Oracle BI Server XML metadata objects can have three different types of object identifiers, any of which can be used to reference the object. Object identifiers include:

  • Fully qualified name (qualifiedName). This identifier is the only reference you need to include in your XML when creating a new object, because the other identifiers (uid and id) are automatically generated by the Oracle BI Server when it opens the RPD file. The fully qualified name must be unique within the file, but the name (the text after the last dot) only needs to be unique within the scope of its parent.

    The fully qualified name is the best identifier to use when searching an XML repository file to find a particular object, because the name of each object is visible in the Administration Tool. For example:

    qualifiedName="&quot;Sample Sales&quot;.&quot;H0 Time&quot;.&quot;Month&quot;"
    

    Note that qualified names for Presentation objects use .. between the subject area and the presentation table name. This syntax is used because there is no such thing as a presentation schema, which would normally go between a catalog and a table. For example:

    qualifiedName="&quot;Sample Small&quot;..&quot;Facts Revenue&quot;.&quot;Billed 
    Qty&quot;"
    

    A similar convention is used for Physical layer objects, when the database does not have a physical catalog or physical schema.

  • uid. This identifier, also called the UpgradeID, is a 32-bit number that is unique across the entire repository. The uid is created by the Oracle BI Server for the lifetime of the object. You can leave it blank when creating new objects in XML, because the server generates it automatically when it loads the RPD file. When you alter an object, make sure not to change the uid.

    The uid is used for compare and merge algorithms. It can also be useful for tracing relationships when analyzing or reverse-engineering XML metadata.

    For example: uid="80ca62be-0bcf-0000-714b-e31d00000000"

  • id. This identifier, also called the VoidID, is created by the Oracle BI Server for the lifetime of the object. It is used in situations where the object type can be used to achieve better performance than the uid.

    Like the uid, you can leave the id blank when creating new objects in XML, because the server generates it automatically when it loads the RPD file. When you alter an object, make sure not to change the id.
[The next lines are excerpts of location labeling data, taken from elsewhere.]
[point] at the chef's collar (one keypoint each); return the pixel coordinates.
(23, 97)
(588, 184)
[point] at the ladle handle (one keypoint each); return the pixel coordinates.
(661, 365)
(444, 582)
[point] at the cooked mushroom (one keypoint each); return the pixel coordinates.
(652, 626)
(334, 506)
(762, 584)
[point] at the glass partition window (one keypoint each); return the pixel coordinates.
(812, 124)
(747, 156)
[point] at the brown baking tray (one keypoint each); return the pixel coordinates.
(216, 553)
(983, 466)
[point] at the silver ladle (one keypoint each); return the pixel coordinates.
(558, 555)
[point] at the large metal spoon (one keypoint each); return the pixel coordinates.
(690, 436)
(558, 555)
    The id is a structure that contains two pieces of information: the type and a unique number within that type (for example, 2000:123456). Each object type, such as a logical column, has a particular number associated with it (for example, 2000). So, two objects of the same type both have the same number in the first part of the id.

    The unique number in the second part of the id is a randomly assigned number within that type. It must be unique within the type, but does not need to be unique across different object types. For example, a repository might have the valid ids 2000:123456 and 2001:123456.

    Although the id is typically created by the Oracle BI Server, you can create your own if needed, as long as you ensure that it is unique.

    For example: id="4010:1720"

6.4.2 About Naming Requirements for Repository Objects

All repository object names must follow these requirements:

  • Names cannot be longer than 128 characters

  • Names cannot contain leading or trailing spaces

  • Names cannot contain single quotes, question marks, or asterisks

Note that repository object names can include multibyte characters.